Missed TensorFlow Dev Summit? Check out the video playlist. Watch recordings

tfx.extensions.google_cloud_ai_platform.runner.start_aip_training

View source on GitHub

Start a trainer job on AI Platform (AIP).

tfx.extensions.google_cloud_ai_platform.runner.start_aip_training(
    input_dict, output_dict, exec_properties, executor_class_path, training_inputs,
    job_id
)

This is done by forwarding the inputs/outputs/exec_properties to the tfx.scripts.run_executor module on a AI Platform training job interpreter.

Args:

  • input_dict: Passthrough input dict for tfx.components.Trainer.executor.
  • output_dict: Passthrough input dict for tfx.components.Trainer.executor.
  • exec_properties: Passthrough input dict for tfx.components.Trainer.executor.
  • executor_class_path: class path for TFX core default trainer.
  • training_inputs: Training input argument for AI Platform training job. 'pythonModule', 'pythonVersion' and 'runtimeVersion' will be inferred.
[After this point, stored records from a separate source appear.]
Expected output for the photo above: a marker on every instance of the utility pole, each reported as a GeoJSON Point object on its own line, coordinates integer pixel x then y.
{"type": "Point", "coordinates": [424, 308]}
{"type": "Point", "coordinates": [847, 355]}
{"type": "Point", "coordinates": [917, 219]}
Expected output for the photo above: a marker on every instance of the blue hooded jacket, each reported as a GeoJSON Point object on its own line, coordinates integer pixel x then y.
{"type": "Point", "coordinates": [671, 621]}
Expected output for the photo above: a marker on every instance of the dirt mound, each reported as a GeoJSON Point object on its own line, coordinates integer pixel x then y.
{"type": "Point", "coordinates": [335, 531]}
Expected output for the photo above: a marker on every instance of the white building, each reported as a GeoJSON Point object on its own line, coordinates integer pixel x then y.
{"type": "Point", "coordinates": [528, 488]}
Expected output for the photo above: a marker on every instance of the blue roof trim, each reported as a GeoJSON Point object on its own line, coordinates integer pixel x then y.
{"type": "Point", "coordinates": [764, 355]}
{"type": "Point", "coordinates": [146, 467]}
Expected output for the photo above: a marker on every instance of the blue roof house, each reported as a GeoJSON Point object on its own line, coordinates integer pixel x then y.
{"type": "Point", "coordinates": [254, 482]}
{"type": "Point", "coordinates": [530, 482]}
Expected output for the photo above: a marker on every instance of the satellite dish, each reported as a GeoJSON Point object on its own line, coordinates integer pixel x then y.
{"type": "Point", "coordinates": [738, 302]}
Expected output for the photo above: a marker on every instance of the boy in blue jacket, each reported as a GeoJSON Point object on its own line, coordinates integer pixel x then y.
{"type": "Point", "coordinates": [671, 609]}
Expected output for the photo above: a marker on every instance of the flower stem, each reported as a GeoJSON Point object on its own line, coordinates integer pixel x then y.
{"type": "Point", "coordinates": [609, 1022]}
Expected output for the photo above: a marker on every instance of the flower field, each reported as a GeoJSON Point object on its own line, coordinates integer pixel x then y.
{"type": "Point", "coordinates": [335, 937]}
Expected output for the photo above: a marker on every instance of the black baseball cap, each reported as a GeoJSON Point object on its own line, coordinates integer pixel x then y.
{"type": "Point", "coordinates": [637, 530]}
For the full set of parameters, refer to https://cloud.google.com/ml-engine/reference/rest/v1/projects.jobs#TrainingInput
  • job_id: Job ID for AI Platform Training job. If not supplied, system-determined unique ID is given. Refer to https://cloud.google.com/ml-engine/reference/rest/v1/projects.jobs#resource-job

Returns:

None

Raises:

  • RuntimeError: if the Google Cloud AI Platform training job failed.